Missense and promoter SNVs in the genes encoding the atypical apolipoproteins APOH and APOM showed drastic interpopulation differences (Table 1). Prevalence of the APOH variant rs1801689, which was strongly associated with increased serum LDL (31), was highest in Ashkenazi Jews (MAF = 5.8%) but rare in both African (MAF = 0.5%) and East Asian (MAF < 0.1%) populations. Conversely, rs805296 located in the APOM promoter was most abundant in Africans (MAF = 11.5%) and East Asians (MAF = 11.6%), but less prevalent in Europeans (MAF = 1.3%) and Ashkenazim (MAF = 1%). Combined, the presented data reveal the extent of interpopulation differences in apolipoprotein alleles with demonstrated clinical relevance and provide a powerful resource for researchers and clinicians to design population-specific genotyping strategies for biomarker identification and disease-risk analyses.
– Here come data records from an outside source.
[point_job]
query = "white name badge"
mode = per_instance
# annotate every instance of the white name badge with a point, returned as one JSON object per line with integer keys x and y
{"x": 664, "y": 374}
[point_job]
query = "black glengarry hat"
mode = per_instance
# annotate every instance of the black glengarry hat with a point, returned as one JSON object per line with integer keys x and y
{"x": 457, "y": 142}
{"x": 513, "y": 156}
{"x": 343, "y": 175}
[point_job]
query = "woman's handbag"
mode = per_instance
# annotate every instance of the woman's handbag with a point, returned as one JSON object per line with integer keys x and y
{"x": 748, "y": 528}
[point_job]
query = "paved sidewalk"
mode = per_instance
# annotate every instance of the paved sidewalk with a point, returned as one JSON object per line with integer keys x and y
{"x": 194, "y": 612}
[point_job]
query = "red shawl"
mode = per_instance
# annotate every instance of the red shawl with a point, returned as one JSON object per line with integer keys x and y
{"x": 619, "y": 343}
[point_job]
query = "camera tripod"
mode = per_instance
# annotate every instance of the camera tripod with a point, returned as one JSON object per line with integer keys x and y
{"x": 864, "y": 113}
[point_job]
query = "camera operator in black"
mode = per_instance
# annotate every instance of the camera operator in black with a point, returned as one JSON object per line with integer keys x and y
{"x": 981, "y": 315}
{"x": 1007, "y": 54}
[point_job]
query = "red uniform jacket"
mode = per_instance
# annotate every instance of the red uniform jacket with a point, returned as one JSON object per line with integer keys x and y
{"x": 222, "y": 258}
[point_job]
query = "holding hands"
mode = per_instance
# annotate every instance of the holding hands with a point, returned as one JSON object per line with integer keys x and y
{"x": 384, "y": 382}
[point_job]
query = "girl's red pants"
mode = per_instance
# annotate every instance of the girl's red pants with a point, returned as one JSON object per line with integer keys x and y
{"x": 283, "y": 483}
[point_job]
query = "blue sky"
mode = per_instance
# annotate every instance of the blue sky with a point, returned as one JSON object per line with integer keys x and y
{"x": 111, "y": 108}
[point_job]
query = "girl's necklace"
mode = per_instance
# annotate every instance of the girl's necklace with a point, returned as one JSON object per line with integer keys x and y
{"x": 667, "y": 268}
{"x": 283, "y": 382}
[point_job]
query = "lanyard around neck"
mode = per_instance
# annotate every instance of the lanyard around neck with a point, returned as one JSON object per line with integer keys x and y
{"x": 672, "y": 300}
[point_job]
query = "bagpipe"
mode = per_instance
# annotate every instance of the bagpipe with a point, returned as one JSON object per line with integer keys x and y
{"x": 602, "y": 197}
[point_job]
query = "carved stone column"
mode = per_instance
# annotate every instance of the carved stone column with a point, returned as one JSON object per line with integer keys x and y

Rare genetic variants are predicted to contribute substantially to the functional variability in human apolipoproteins

Importantly, the vast majority of identified exonic variants were rare (98.7%) or very rare (96.9%) with MAFs ≤1% or ≤0.1%, respectively, highlighting the genetic complexity of human APO genes (Fig. 2A). To estimate the contribution of rare genetic variants to the lipid trait variability, we predicted the overall genetically encoded functional variation in human apolipoproteins using population-scale NGS data and compared the impacts of common and rare APO variants. To this end, we used five functionality prediction algorithms and ensemble scores (SIFT, Polyphen2, MutationAssessor, PROVEAN, and DANN) that predict the functional impact of a variant based on a diverse set of features, including amino acid properties, secondary structure, and evolutionary conservation (supplemental Table 2).

Fig. 2.

Fig. 2.

Rare genetic variants are important contributors to the functional variability of apolipoproteins. A: The vast majority of the identified apolipoprotein variants were rare (98.7%) or very rare (96.7%) with MAF < 1% or < 0.1%, respectively. B: The fraction of common and rare APO variants with putatively functional effects, as predicted by five computational algorithms. Note that all algorithms indicate that rare variants are enriched in mutations with functional effects. *** P < 0.0001 in paired heteroscedastic t-test. Error bars indicate SD. C: The number of CNVs per individual in APO genes is shown for six major human populations. AFR, Africans; AMR, Latinos; EAS, East Asians; EUR, Europeans; SAS, South Asians. Deletions and duplications are indicated in light and dark shades, respectively. Note that APOA1, APOA4, and APOC3 are in the same locus. D: The number of variants with putatively functional consequences per individual is shown for each analyzed APO gene across six populations. The inset indicates the fractions of putatively functional variants that are explained by rare variants (see also supplemental Fig. S1). Average value is indicated by red dashed line. Genes with an aggregated functional variant frequency is <1% are by definition explained exclusively by rare variants and are not shown.

Based on these algorithms, we detected overall 1,829 different putatively functional SNVs across human APO genes (27% of all exonic variants), and rare variants were significantly enriched in mutations with deleterious effects (30% of all exonic rare variants were predicted to be deleterious compared with 12.2% of common variants; Fig. 2B and supplemental Table S4). Additionally, we found novel rare CNVs in all APO genes studied, many of which were population-specific (Fig. 2C and supplemental Table S4). Deletions of the APOA1/APOA4/APOC3 locus in Africans (frequency = 0.11%) and CNVs of the APOB gene in Europeans (0.09%) were overall most common. In contrast, very few CNVs were observed in APOA2, APOM, APOE, and APOC2.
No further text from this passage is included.